Email beats social networks Facebook and Twitter combined as the top medium for sharing online coupons and other offers, according to new research from SocialTwist, a company that specializes in giving consumers incentives to share deals online.
SocialTwist has run online couponing programs for such marketers as Kimberly-Clark Corp., Reckitt Benckiser, Kraft, Coca-Cola Co., and ConAgra Foods as well as retailer Dollar General. Its programs use email and social media and typically give consumers a higher incentive when they share an offer with friends rather than just use than it for themselves.
A Twitter search on just about any packaged-goods brand shows much of the chatter to be about promotional offers. But deal-sharing is actually far more prevalent beyond the gaze of social-media search, based on SocialTwist's experience across more than 40 campaigns for consumer-packaged goods marketers.
The firm found that 55.4% of brand advocates used e-mail to share information vs. only 2.6% using Twitter and 41.8% using Facebook.

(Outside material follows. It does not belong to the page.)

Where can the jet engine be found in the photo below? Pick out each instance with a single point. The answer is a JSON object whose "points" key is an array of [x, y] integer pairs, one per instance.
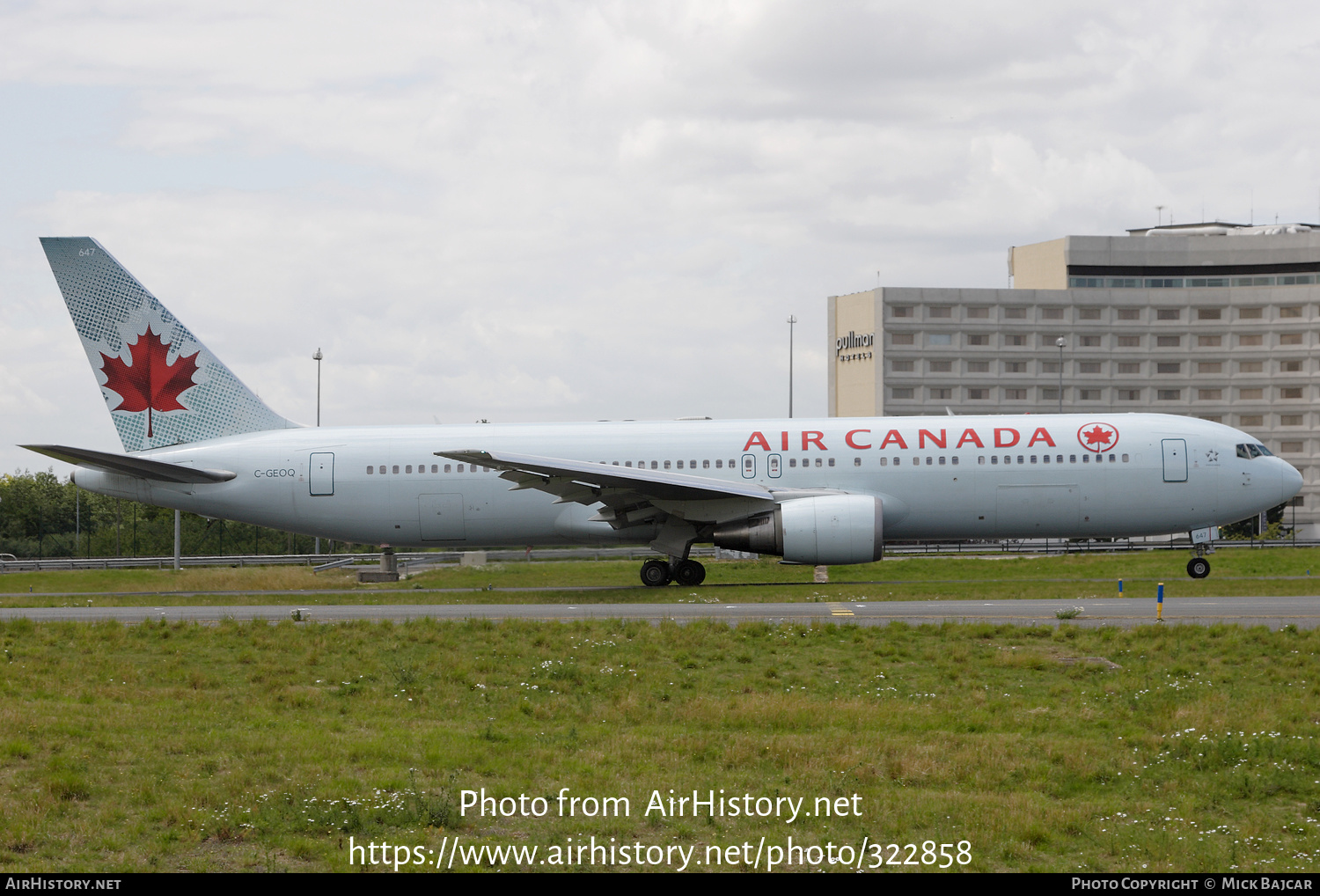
{"points": [[829, 529]]}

But e-mail proved to be the most-effective channel for reaching consumers who "engage and convert," as SocialTwist puts it, which is to say those who click on offers and redeem them. Across its campaigns, 50.8% of new consumers were reached via email, vs. 26.8% via Twitter and 22% via Facebook.
So while Twitter may be the least-popular medium for SocialTwist offer sharing, it punches well above its weight in terms of reach -- when an offer is retweeted, it tends to get a lot more exposure than say a forwarded email. Twitter also over-indexed when it came to conversions, accounting for 16.8% of offer redemptions though it accounted for only 2.6% of shares.
The trend toward email being the leading sharing medium "was a surprise" when SocialTwist first noticed it 18 month ago, said Chief Marketing Officer Vijay Sundaram.
He believes it's because "e-mail is still a personal, one-to-one medium." People are more likely to use e-mail to share offers about personal-care and luxury products that they may not necessarily want the whole world to know they're interested in, Mr. Sundaram said, while they're somewhat more likely to use social networks to share offers about less-personal household products.
The SocialTwist study also found that the old Pareto Principle applies to social deal sharing: 10% of influencers were responsible for 85% of "all desired marketing outcomes" such as coupon downloads and redemptions. And the study found personal-care products generate more engagement with and redemption of offers than household products, though Social Twist said social-marketing methods work for both categories.